Since my last Osprey report miserable weather, travel, and various other commitments have yielded precious little time for the important things in life. I was beginning to despair of ever discovering if Ospring I had any siblings or if more than three of My Osprey were still alive.
In between some fairly violent weather I'd seen a couple cases of hauling material back from Nest Depot, and I was marginally sure than I'd seen two heads in the nest and two in flight but I couldn't get confirmation through the glasses. When the nest is disheveled it can require glasses to be sure what one thinks one sees is what one sees. It just wasn't happening for me in the brief minutes available to snatch peeks.
But today was to be a Very Good Day!
Upon first glance there were clearly two heads in the nest. No flyers anywhere to be seen. Needless to say that wasn't helpful or reassuring. Time was running out and I'd be on my way once I passed the last best vantage points and went on about my business. And then, from seemingly nowhere, there were two flyers engaged in a clear flight demo and another lovely white head peeking over the edge of the nest.
It was then I decided to put aside other things and spend what I imagined would be about 20 minutes but turned into roughly 40. The rewards were enormous. The flight demos alone were worth it. The two circled high and low, around the nest, away from the nest. A hovering demo barely two feet above the nest. Gear up, gear down. Touch and Goes and two beautiful hi-speed dives toward the nest, wings tucked, faster... faster.
Through all this there was astonishingly little response in the nest. No forays to the edge, no flapping of wings. Even head bobbing became minimal. Eventually one flyer landed on the boom. The other headed, as they always seem to when they go off to fish, NNE toward the bay. I've been watching them long enough to know they return from due east so I kept vigil on that approach. Not ten minutes later the fish delivery service arrived, quickly dropped its cargo, and landed. In from the boom came the other flyer. And then... a third flyer arrived from nowhere, landed briefly but was apparently shooed away and went off to circle nearby.
Then Delivery Bird took wing again, joined Shooed Away, and the two circled for a while. This did not seem a demonstration - too high, too far from the nest. A holding pattern? Soon enough they ceased circling and headed NNE joined by the flyer who had remained at the nest.
And then joined by a fourth?!?! I'm sure. No, I'm not sure.
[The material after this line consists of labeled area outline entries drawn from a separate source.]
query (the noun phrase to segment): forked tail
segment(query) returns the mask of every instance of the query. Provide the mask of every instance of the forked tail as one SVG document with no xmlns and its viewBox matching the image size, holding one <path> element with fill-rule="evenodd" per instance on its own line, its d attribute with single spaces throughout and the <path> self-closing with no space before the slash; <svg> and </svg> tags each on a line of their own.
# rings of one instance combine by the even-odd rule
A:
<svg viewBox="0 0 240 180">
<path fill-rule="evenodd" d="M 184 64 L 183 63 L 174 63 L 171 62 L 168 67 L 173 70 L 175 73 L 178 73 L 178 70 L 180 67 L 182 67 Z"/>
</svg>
Too far; never got four within the FOV of my glasses. Nearly certain though, very nearly certain. Nothing left to do but spend the last 10 minutes I could afford for the morning waiting.
Soon enough one flyer returned, from due east as always, and alighted on the next tower over. Probably the younger of the two yutes if there were, indeed, two; Ospring II. How long would the other three (were there three?) remain out on their fishing expedition? I'd have to go soon; the clock was ticking. The stupid clock is always ticking. One more minute... well, OK, three. And then one flyer circling, two, and then three. Ospring II - surely II - remained alight. Four flyers in sight and The Runt on the edge of the nest.
The Runt seems reluctant. Not nearly as vigorous as Ospring I was. She'll make The Leap. With Mom, Dad, I, II, and me egging her on she'll make The Leap. That is inevitable.
The turkey buzzards are nowhere to found today. They've been thick as skeeters lately, as many as a dozen within easy sight. Six in the Evil Tree (large and dead as a door nail), two on the light pole, four circling. But not yesterday or today. Nary a buzzard to be found.
1 comment:
All I can say is thanks for your vigilance. I find myself soaring with your ospreys.